Monday, August 04, 2008

Lazy Evaluation(there be dragons and basement cats)

Lazy Evaluation and "undefined"


I am on the road to being a haskell programmer, and it still is a long way to go. Yesterday I had some nice guys from #haskell explain to me lazy evaluation.

Take a look at this code:

Prelude> let x = undefined in "hello world"
"hello world"
Prelude>

Because of Haskells lazyness, x will not be evaluated because it is not used, hence undefined will not be evaluated and no exception will occur.

The evaluation of "undefined" will result in a runtime exception:

Prelude> undefined
*** Exception: Prelude.undefined
Prelude>


Strictness


Strictness means that the result of a function is undefined, if one of the arguments, the function is applied to, is undefined.
Classical programming languages are strict. The following example in Java will demonstrate this. When the programm is run, it will throw a RuntimeException, although the variable "evilX" is never actually used, strictness requires that all
arguments of a function are evaluated before that function is applied to(called with) these values:



public class Strictness {
public static void main(String[] args) {
int evilX = 1/0;
report_result("sven", evilX);
}

private static void report_result(String name, int x) {
System.out.println("None cares about what "+name + " actually calculated...");
}

}

When executed, the output of the program is:

Exception in thread "main" java.lang.ArithmeticException: / by zero
at com.blogspot.sheyll.strictness.Strictness.main(Strictness.java:10)

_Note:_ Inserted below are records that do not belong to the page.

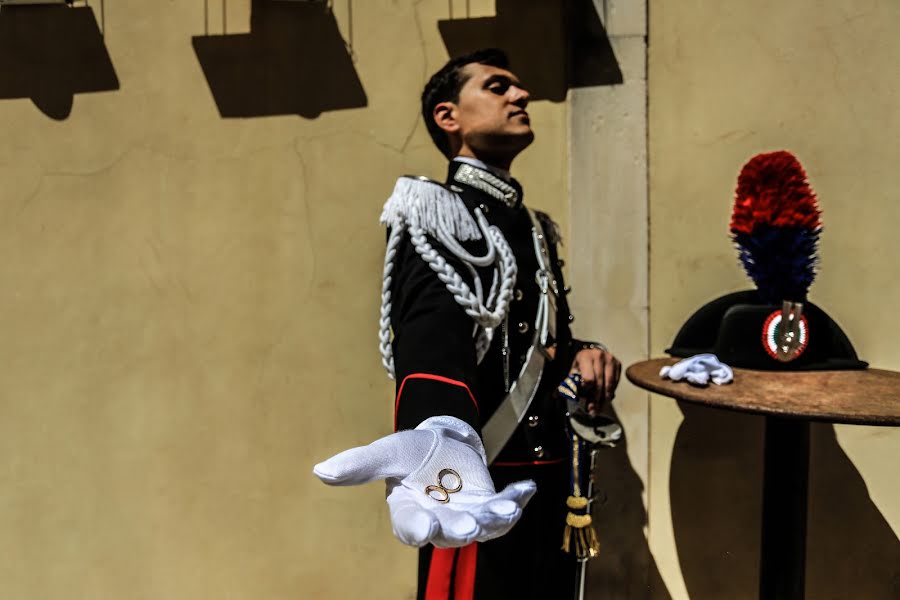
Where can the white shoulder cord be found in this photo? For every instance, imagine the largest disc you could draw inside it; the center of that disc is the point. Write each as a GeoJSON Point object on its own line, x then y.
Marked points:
{"type": "Point", "coordinates": [486, 315]}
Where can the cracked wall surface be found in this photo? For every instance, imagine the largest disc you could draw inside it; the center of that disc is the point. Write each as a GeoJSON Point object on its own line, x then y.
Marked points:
{"type": "Point", "coordinates": [189, 318]}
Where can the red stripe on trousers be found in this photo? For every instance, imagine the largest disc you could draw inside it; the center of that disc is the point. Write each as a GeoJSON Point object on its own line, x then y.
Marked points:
{"type": "Point", "coordinates": [439, 574]}
{"type": "Point", "coordinates": [433, 378]}
{"type": "Point", "coordinates": [465, 572]}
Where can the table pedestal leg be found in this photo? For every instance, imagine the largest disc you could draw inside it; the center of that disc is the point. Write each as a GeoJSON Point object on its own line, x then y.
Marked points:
{"type": "Point", "coordinates": [785, 488]}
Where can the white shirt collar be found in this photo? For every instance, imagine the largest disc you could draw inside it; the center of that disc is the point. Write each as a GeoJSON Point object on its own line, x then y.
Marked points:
{"type": "Point", "coordinates": [501, 173]}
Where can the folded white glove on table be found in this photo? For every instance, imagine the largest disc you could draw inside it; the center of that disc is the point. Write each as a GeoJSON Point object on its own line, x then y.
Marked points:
{"type": "Point", "coordinates": [410, 462]}
{"type": "Point", "coordinates": [699, 370]}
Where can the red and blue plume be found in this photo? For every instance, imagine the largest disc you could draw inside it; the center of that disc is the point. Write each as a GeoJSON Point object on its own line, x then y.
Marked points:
{"type": "Point", "coordinates": [776, 226]}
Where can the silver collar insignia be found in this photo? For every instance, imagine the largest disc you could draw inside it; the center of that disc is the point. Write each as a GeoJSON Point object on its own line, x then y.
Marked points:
{"type": "Point", "coordinates": [488, 183]}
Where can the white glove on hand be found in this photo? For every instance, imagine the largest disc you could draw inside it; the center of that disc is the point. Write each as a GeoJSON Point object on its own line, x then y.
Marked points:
{"type": "Point", "coordinates": [409, 462]}
{"type": "Point", "coordinates": [699, 369]}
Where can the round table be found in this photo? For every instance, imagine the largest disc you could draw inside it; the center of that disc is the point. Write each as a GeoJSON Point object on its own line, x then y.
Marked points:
{"type": "Point", "coordinates": [789, 400]}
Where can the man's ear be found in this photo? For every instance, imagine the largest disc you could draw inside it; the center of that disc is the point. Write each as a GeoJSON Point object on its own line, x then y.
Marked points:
{"type": "Point", "coordinates": [444, 115]}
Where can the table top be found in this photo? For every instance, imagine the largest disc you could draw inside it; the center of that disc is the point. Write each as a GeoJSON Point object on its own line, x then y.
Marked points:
{"type": "Point", "coordinates": [860, 397]}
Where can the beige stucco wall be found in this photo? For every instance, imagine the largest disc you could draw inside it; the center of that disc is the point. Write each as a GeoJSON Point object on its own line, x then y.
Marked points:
{"type": "Point", "coordinates": [189, 316]}
{"type": "Point", "coordinates": [729, 80]}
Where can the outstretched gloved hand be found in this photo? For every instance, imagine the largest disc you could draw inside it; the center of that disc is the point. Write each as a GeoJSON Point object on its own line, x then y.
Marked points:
{"type": "Point", "coordinates": [439, 490]}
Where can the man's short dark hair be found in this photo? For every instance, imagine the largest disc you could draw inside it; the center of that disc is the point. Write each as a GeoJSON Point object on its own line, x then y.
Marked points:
{"type": "Point", "coordinates": [444, 86]}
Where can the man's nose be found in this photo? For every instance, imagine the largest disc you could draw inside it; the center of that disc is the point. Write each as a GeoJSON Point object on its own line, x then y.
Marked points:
{"type": "Point", "coordinates": [520, 96]}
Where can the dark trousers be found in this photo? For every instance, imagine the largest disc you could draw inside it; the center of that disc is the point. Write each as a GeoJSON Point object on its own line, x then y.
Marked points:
{"type": "Point", "coordinates": [525, 564]}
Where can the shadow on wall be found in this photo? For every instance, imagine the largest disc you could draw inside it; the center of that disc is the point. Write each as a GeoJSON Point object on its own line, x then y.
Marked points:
{"type": "Point", "coordinates": [293, 61]}
{"type": "Point", "coordinates": [625, 569]}
{"type": "Point", "coordinates": [716, 499]}
{"type": "Point", "coordinates": [552, 46]}
{"type": "Point", "coordinates": [51, 53]}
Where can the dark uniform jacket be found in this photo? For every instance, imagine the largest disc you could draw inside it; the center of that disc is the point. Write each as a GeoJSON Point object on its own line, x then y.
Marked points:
{"type": "Point", "coordinates": [437, 374]}
{"type": "Point", "coordinates": [434, 353]}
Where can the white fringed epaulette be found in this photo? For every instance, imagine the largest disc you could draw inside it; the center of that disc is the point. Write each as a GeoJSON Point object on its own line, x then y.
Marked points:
{"type": "Point", "coordinates": [423, 203]}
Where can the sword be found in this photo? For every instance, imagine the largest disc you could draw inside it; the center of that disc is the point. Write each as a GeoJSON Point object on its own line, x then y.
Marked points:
{"type": "Point", "coordinates": [588, 432]}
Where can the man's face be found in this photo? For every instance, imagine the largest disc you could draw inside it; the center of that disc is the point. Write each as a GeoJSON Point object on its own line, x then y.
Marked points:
{"type": "Point", "coordinates": [491, 111]}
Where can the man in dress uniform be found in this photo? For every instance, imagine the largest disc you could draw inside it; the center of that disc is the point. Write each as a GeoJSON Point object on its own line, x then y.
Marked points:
{"type": "Point", "coordinates": [475, 331]}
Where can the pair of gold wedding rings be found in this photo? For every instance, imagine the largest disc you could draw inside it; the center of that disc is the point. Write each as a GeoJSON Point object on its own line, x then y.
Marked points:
{"type": "Point", "coordinates": [443, 492]}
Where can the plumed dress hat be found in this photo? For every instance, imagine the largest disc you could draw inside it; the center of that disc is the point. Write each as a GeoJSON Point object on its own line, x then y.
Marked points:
{"type": "Point", "coordinates": [732, 327]}
{"type": "Point", "coordinates": [775, 227]}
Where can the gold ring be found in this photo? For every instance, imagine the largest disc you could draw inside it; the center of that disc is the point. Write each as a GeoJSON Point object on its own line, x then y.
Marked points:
{"type": "Point", "coordinates": [444, 493]}
{"type": "Point", "coordinates": [450, 472]}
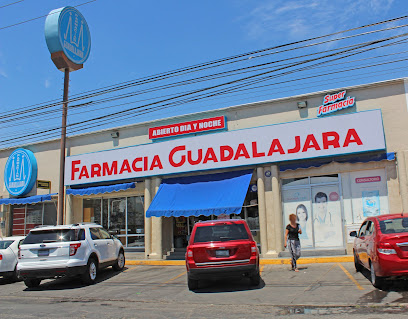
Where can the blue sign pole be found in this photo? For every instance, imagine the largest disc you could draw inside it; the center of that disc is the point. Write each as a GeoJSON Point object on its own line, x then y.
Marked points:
{"type": "Point", "coordinates": [69, 42]}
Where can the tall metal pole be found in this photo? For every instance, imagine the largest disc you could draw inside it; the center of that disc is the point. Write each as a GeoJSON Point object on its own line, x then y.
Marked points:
{"type": "Point", "coordinates": [60, 217]}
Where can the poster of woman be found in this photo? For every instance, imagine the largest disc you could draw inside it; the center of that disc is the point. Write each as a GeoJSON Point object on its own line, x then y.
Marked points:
{"type": "Point", "coordinates": [297, 201]}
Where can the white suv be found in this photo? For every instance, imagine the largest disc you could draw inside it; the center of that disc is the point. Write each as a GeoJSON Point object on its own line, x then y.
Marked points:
{"type": "Point", "coordinates": [68, 250]}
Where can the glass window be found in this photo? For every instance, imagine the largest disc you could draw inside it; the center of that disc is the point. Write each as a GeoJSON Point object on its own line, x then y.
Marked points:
{"type": "Point", "coordinates": [220, 233]}
{"type": "Point", "coordinates": [135, 208]}
{"type": "Point", "coordinates": [123, 217]}
{"type": "Point", "coordinates": [50, 236]}
{"type": "Point", "coordinates": [295, 181]}
{"type": "Point", "coordinates": [50, 213]}
{"type": "Point", "coordinates": [104, 234]}
{"type": "Point", "coordinates": [324, 179]}
{"type": "Point", "coordinates": [361, 232]}
{"type": "Point", "coordinates": [370, 228]}
{"type": "Point", "coordinates": [95, 233]}
{"type": "Point", "coordinates": [4, 244]}
{"type": "Point", "coordinates": [92, 210]}
{"type": "Point", "coordinates": [34, 216]}
{"type": "Point", "coordinates": [394, 226]}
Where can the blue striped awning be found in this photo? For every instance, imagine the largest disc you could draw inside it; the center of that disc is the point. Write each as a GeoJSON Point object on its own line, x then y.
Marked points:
{"type": "Point", "coordinates": [100, 189]}
{"type": "Point", "coordinates": [26, 200]}
{"type": "Point", "coordinates": [213, 194]}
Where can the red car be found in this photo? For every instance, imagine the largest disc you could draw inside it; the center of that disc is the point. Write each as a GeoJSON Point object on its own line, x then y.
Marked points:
{"type": "Point", "coordinates": [220, 249]}
{"type": "Point", "coordinates": [381, 245]}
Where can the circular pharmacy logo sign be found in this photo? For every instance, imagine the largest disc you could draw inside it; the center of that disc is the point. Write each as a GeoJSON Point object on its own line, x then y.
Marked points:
{"type": "Point", "coordinates": [66, 30]}
{"type": "Point", "coordinates": [20, 172]}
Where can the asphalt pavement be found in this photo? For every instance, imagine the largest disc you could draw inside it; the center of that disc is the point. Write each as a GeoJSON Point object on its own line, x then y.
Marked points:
{"type": "Point", "coordinates": [332, 290]}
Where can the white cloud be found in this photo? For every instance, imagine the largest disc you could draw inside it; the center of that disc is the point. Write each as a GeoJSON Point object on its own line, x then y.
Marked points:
{"type": "Point", "coordinates": [296, 19]}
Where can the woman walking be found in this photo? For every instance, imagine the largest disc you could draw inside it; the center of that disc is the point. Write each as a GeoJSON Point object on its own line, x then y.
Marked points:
{"type": "Point", "coordinates": [292, 239]}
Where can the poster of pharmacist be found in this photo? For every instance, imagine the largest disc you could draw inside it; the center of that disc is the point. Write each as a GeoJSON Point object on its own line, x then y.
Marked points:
{"type": "Point", "coordinates": [371, 203]}
{"type": "Point", "coordinates": [297, 201]}
{"type": "Point", "coordinates": [327, 216]}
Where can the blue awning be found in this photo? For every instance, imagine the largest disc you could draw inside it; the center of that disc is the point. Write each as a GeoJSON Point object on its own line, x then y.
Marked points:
{"type": "Point", "coordinates": [26, 200]}
{"type": "Point", "coordinates": [100, 189]}
{"type": "Point", "coordinates": [355, 159]}
{"type": "Point", "coordinates": [213, 194]}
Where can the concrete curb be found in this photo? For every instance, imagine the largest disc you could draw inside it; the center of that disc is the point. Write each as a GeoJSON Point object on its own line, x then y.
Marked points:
{"type": "Point", "coordinates": [277, 261]}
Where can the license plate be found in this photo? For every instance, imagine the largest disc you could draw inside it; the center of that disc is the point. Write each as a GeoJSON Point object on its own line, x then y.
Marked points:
{"type": "Point", "coordinates": [43, 252]}
{"type": "Point", "coordinates": [222, 253]}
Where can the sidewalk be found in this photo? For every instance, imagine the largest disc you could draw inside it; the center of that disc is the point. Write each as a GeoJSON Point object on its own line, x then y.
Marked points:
{"type": "Point", "coordinates": [133, 258]}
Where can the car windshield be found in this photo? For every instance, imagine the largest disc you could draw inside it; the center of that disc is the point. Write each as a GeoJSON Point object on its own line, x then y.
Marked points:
{"type": "Point", "coordinates": [220, 233]}
{"type": "Point", "coordinates": [394, 226]}
{"type": "Point", "coordinates": [4, 244]}
{"type": "Point", "coordinates": [51, 236]}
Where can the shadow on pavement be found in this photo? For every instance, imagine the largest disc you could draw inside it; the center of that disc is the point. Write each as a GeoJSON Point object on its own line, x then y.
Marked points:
{"type": "Point", "coordinates": [378, 295]}
{"type": "Point", "coordinates": [224, 285]}
{"type": "Point", "coordinates": [66, 283]}
{"type": "Point", "coordinates": [7, 281]}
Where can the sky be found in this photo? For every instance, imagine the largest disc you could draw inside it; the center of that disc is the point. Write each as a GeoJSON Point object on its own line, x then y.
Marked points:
{"type": "Point", "coordinates": [134, 39]}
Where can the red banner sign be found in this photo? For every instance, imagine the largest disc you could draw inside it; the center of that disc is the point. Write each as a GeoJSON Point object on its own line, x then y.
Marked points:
{"type": "Point", "coordinates": [203, 125]}
{"type": "Point", "coordinates": [340, 135]}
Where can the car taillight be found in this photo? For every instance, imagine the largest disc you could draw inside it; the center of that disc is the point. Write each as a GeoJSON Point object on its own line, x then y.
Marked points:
{"type": "Point", "coordinates": [386, 249]}
{"type": "Point", "coordinates": [254, 249]}
{"type": "Point", "coordinates": [73, 248]}
{"type": "Point", "coordinates": [189, 254]}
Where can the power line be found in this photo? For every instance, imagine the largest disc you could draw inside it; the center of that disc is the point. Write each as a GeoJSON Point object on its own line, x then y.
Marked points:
{"type": "Point", "coordinates": [10, 4]}
{"type": "Point", "coordinates": [159, 76]}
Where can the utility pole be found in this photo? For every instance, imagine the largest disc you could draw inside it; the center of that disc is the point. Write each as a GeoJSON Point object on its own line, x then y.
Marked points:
{"type": "Point", "coordinates": [61, 192]}
{"type": "Point", "coordinates": [69, 42]}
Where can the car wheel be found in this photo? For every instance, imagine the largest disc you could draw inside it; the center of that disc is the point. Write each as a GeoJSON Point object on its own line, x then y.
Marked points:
{"type": "Point", "coordinates": [357, 264]}
{"type": "Point", "coordinates": [192, 284]}
{"type": "Point", "coordinates": [378, 282]}
{"type": "Point", "coordinates": [89, 276]}
{"type": "Point", "coordinates": [255, 279]}
{"type": "Point", "coordinates": [32, 283]}
{"type": "Point", "coordinates": [120, 262]}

A non-strict Haskell equivalent:

module StrictnessFP where

report_results name x = putStrLn $ "None cares about what " ++ name ++ " actually calculated..."

main = let evilX = 1/0 in
report_results "Sven" evilX


When executed the following output appears:

[1 of 1] Compiling StrictnessFP ( C:/Users/sheyll/workspace/StrictnessFP/src/StrictnessFP.hs, interpreted )
Ok, modules loaded: StrictnessFP.
*StrictnessFP> main
None cares about what Sven actually calculated...




Enforcing strictness


Sometimes it makes sense to enforce strictness, in order to optimize the runtime performance. Lazy evaluation means that every value is encapsulated in a thunk, a
function without paramaters, which is passed around instead of the actual value, and which is evaluated if needed. This might cause some overhead, compared to passing around the value directly.
Another point to note is that evaluation order is undetermined, values are evaluated as needed, and therefore only as consequence to the interaction with the real world aka the IO Monad.
In Haskell there is a standard operator to enforce strictness:

seq:: a -> t -> t

With the semantics:

seq a t = if a /= undefined then t else undefined

THIS CODE WILL NOT RUN because the result of comparing something with undefined is always undefined, still this illustrates the idea, that seq will check(evaluate and throw away the result) its first parameter and only return the second parameter if the first did not evaluate to undefined.
Why is this construct usefull?
In case where we have the following structure, and want to optimize the performance and/or space requirements:

complex_calculation x = seq x (... x ....)

"seq" therefore ensures the order of evaluation, that's why it is called "seq".

The following code will output the string "None cares about what Sven actually calculated...":

report_results name x = putStrLn ("None cares about what " ++ name ++ " actually calculated...")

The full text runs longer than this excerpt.